ETF

HDVとVYMを比較。組み入れ銘柄は同じだが、保有比率が全然違う!

アメリカの高配当HDV(iシェアーズ・コア 米国高配当株 ETF)とVYM(バンガード・米国高配当株式ETF)があります。

どちらも配当利回りが4%を超えている高配当を売り文句にしたETFですが、どっちを買うのがいいんでしょう?

2つのETFのセクターごとの比率と構成銘柄を比較してみたら、組み入れ銘柄は同じですが、保有比率が全然違いまして、新たな発見がありました。

HDVは、ヘルスケア・エネルギーで約6割!

対して、HDVはヘルスケア・エネルギー・通信で約6割を占めています。

ヘルスケア関連はコロナ環境下でも影響を受けにくい業種なので良さそう。あと通信も今後はリモートワークや5Gの恩恵を受けて需要が期待できそうです。

エネルギーは、今は低迷していますが今後景気が回復すれば、必ず需要は高まりますので、上昇が期待できます。

 

VYMは、金融・ヘルスケア・生活必需品で半分!

対して、VYMは金融・ヘルスケア・生活必需品で約半分を占めています。

金融は、日本でもアメリカでも配当金が高めなので、高配当ETFにはどこでも入ってきますね。

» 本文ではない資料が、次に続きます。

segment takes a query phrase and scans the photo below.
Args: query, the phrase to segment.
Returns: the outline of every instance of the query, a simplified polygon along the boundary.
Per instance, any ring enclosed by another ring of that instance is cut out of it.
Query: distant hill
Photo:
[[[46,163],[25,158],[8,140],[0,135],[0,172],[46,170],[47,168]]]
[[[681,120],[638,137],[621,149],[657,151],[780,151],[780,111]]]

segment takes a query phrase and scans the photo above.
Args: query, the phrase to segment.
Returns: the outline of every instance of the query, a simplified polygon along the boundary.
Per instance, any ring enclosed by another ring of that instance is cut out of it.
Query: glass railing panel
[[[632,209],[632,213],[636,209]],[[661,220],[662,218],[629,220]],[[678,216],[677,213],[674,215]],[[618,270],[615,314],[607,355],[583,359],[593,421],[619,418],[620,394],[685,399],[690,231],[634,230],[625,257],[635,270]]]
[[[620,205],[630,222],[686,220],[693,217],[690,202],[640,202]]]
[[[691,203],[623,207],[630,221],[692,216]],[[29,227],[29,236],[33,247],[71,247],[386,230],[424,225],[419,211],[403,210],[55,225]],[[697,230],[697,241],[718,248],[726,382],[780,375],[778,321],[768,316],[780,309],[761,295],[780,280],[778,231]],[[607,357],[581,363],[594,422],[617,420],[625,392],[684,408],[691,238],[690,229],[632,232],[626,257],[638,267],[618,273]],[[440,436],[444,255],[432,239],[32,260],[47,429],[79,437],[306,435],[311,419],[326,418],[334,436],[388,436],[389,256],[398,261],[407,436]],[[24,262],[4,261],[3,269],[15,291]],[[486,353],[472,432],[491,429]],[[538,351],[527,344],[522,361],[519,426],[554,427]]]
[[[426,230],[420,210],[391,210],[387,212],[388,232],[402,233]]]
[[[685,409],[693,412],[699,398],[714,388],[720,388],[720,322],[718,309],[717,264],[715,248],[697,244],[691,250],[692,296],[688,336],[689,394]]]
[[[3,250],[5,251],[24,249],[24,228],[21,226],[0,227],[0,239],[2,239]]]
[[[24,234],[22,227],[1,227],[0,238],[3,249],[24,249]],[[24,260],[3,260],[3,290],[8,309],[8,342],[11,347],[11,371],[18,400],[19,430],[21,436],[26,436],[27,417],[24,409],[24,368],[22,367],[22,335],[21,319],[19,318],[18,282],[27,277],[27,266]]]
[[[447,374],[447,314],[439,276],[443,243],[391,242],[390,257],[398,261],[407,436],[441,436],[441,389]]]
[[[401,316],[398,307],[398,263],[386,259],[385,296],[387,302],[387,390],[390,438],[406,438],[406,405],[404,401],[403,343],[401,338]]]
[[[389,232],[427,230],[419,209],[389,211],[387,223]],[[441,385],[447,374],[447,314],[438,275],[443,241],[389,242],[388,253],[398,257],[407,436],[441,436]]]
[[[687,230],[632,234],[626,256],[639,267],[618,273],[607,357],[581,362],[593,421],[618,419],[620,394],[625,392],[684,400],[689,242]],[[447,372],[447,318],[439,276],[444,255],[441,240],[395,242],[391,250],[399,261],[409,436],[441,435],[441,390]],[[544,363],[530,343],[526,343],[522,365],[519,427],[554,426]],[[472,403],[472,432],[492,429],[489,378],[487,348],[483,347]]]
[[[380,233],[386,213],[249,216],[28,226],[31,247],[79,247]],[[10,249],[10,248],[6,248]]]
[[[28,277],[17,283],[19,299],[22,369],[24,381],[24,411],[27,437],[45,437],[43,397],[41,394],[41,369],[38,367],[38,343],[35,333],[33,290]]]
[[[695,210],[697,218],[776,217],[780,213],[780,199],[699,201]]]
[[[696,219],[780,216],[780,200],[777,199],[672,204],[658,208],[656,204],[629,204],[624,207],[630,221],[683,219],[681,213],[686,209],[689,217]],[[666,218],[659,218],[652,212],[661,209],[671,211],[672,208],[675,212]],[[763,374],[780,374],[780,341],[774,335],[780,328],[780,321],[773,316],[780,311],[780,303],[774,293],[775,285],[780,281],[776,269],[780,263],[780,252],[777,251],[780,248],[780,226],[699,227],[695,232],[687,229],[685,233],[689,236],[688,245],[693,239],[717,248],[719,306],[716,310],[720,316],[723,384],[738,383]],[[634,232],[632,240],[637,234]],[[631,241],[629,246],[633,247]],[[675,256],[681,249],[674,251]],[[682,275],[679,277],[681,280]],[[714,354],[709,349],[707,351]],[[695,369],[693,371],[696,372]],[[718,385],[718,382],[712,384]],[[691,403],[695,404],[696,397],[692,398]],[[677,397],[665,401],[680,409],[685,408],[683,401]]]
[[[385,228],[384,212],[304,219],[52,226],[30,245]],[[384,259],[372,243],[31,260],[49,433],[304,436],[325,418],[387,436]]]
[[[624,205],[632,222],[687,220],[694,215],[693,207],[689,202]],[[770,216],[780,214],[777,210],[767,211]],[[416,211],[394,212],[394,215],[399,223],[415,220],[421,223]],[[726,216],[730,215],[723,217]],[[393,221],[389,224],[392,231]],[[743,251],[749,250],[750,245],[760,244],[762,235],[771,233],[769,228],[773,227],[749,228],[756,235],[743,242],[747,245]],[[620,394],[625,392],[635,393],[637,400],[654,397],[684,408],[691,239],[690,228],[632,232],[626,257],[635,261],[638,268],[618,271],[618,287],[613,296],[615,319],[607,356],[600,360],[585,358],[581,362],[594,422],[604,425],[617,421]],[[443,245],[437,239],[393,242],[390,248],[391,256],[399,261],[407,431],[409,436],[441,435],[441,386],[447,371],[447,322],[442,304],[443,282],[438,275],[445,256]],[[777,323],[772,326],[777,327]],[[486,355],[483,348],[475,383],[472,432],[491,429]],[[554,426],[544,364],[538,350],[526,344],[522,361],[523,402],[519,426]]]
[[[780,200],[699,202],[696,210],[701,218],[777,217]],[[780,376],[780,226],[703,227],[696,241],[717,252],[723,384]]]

それ以外のセクターでは、ヘルスケア・生活必需品、コロナ下でも影響を受けにくい業種なので、少し安心です。

 

HDVの99%はVYMに含まれている

HDVは75銘柄、VYMは428銘柄で構成されています。

その中で重複している銘柄は72銘柄です。

重複している銘柄の保有比率を集計してみると、HDVは約99%、VYMは約38%が重複していることになります。

HDVに組み入れられている銘柄はほぼVYMにも組み入れられてます。

重複している72銘柄

HDVの99%はVYMと重複していますので、ほぼHDVの銘柄です。ヘルスケア・エネルギー・通信が多いです。

ただ、銘柄はほぼ重複していますが、それぞれの保有比率が違ってます。

保有比率が大きく異なっている銘柄は、ジョンソンエンドジョンソンがHDV:7.18%に対してVYM:3.85%。シスコがHDV4.04%に対してVYM:2.05%。

コカコーラがHDV4.09%に対して、VYM:1.79%。ペプシコはHDV3.56%に対して、VYM:1.9%。

AT&TがHDV:9.53%に対して、VYM:2.24%。ベライゾンがHDV:6.52%に対して、VYM:2.37%。

優良な企業はHDVの方が多めの保有比率になっているので、HDVの方が期待できそうです。

保有比率が大きく異なっている企業

企業名 HDV VYM
ジョンソンエンドジョンソン 7.18% 3.85%
シスコ 4.04% 2.05%
コカコーラ 4.09% 1.79%
ペプシコ 3.56% 1.90%
AT&T 9.53% 2.24%
ベライゾン 6.52% 2.37%
エクソンモービル 8.65% 1.96%
ファイザー 5.73% 1.89%

 

 

HDVだけの3銘柄

HDVだけに組み入れられてるのは、以下3銘柄です。あまり知らない会社ですし、比率も1%程度なので、誤差の範囲だと思います。

ただ、SP500には採用されているので、優良な企業ではあると思います。

VYMだけの356銘柄

重複しているのは78銘柄(25%)ですので、その他356銘柄(75%)は、VYMだけに存在しています。

JPモルガンやバンクオブアメリカなどの金融系。インテル、ブロードコム、クアルコムなどの半導体。アッヴィなどの医療、マクドナルドなどなど、幅広い銘柄を組み入れています。

 

株価の戻りはどちらも半分くらい

株価の動きは同じような感じになっています。

コロナの暴落からはどちらも半分くらいしか回復していませんね。

 

まとめ

HDVの採用銘柄は、ほぼVYMにも組み込まれています。VYMの方がお得なような気がしますが、保有している比率が違います。組み入れ比率上位銘柄は、コカコーラ、ジョンソンエンドジョンソン、ペプシコなど優良企業が多いです。

そう考えると、HDVの方が少数精鋭な感じがして魅力的です。今後の5Gにも対応できる通信関連企業が多めになっていることも、わたしにとっては魅力的なので、わたしはHDVを買っていきたいと思います。